/ 6 August 1999

On the wrong side of the front line

Chris McGreal in Luanda

There are not many prisoners of war who have it as good as Jaka Jamba. He has no need of the Geneva Convention, nor Red Cross parcels as he dines at some of the better restaurants in Angola’s capital, Luanda. He doesn’t even call himself a POW. But that is what he is.

Jamba is a member of Angola’s Parliament. He is also a member of Unita, a war machine which has the upper hand in its latest war on the government.

Like the other 70 members of Unita’s legislative delegation elected seven years ago, Jamba found himself stranded on the wrong side of the front line last year when Jonas Savimbi once again favoured bloodshed.

Trapped in what is essentially enemy territory, Jamba straddles a very uncomfortable fence. He bubbles with enthusiasm for Parliament to save himself from a far less attractive alternative.

But he and his colleagues cannot take it too far. Many have family members in Unita- held territory who are hostage to Savimbi’s notorious sensitivity to any perceived lack of loyalty.

“It is a very difficult situation. It’s not one I expected,” Jamba says wryly.

Luanda may technically still be the capital of a fairly large country of 10-million people, but Savimbi has turned it into little more than a crumbling city state which maintains fragile air links to war- ravaged cities across Angola. Almost everything in-between belongs to Unita.

Savimbi’s marauders emphasised just how miserable they can make life in Luanda last week by cutting off the water supply to the sweltering city crowded with refugees. The official press leaves no one in any doubt as to who is to blame with full-page caricatures of Savimbi as a pirate.

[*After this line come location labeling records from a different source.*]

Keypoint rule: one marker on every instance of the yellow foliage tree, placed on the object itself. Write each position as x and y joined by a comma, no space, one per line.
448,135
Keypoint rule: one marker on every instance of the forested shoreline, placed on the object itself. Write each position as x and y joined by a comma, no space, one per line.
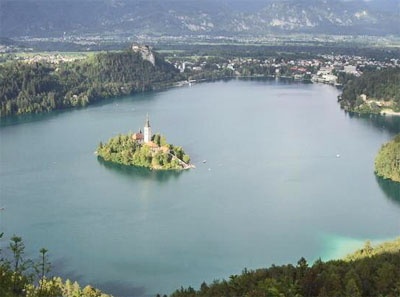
373,92
370,271
42,86
387,161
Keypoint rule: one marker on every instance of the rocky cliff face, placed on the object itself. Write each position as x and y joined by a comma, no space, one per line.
192,17
146,53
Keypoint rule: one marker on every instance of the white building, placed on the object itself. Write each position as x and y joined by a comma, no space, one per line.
147,130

Yet for all the misery Unita has inflicted, there’s no policeman at Jamba’s door – either to protect or control him – and no overt sign that he is being watched. He is not spat on in the street, and his neighbours don’t harass him even though he has spent long years fighting with the devil incarnate.

The neighbours don’t mention the war either.

The government doesn’t need to watch too closely. There’s really no means for Jamba and his family to slip away unnoticed. He is a prisoner of the Luanda city state.

Jamba is portly, in the manner of privileged Africans who live a lot better than those they govern. His caution shows, but so does his desire to explain his position. He paints an idealised picture of Parliament as a font of sound administration.

“We do a good job of trying to make sure the laws are well written,” he says.

The truth is less palatable. Parliament counts for little in the grand scheme of Angolan governance. It ponders non-existent social security schemes and a budget devoid of figures while the country – or what little of it the government controls – is run by the president and his clique.

When the fighting resumed, Unita parliamentarians quickly saw the perks of office evaporate. The government confiscated their cars. The usual gratuities, which made up for dire pay, were no longer on offer.

“We were forbidden to leave the country. It was very difficult,” Jamba says.

Then came what the government calls “clarification”. The ruling MPLA demanded that all Unita MPs denounce the war. Those who refused, the government argued, backed Savimbi’s insurgency and were therefore rebels themselves.

On the face of it, it left Jamba and his colleagues in an impossible position. So they opted for criticising the principal of war, without naming names. And to avoid being seen to side with either Savimbi or the government, they chose the novel argument that their loyalty is solely to Parliament.

That worked up to a point.

The government flung a few of the lesser- known Unita parliamentarians into jail for allegedly maintaining secret contact with Savimbi. The others got the message.

Jamba was allowed to make a foreign jaunt in May. He went to Britain on an inter- parliamentary visit with a group of his MPLA colleagues. Jamba observed that perhaps the fledgling Scottish Parliament and Welsh Assembly offer an example to Angola. It was an oblique reference to another unmentionable for the government – the partition of the country.

The MPLA tried to undercut Unita by engineering a breakaway faction in Parliament. It pressured Jamba and his colleagues to join. A few did and quickly collected their rewards with new cars and extra cash. But the plan faltered when the Supreme Court showed an unusual streak of independence and killed government attempts to remove Unita parliamentarians from their seats.

Last month, the Angolan government issued an arrest warrant for Savimbi. He faces a myriad of charges – from rebellion and mass murder to common assault – if anyone can find him.

Jamba and his fellow parliamentarians have decided not to comment.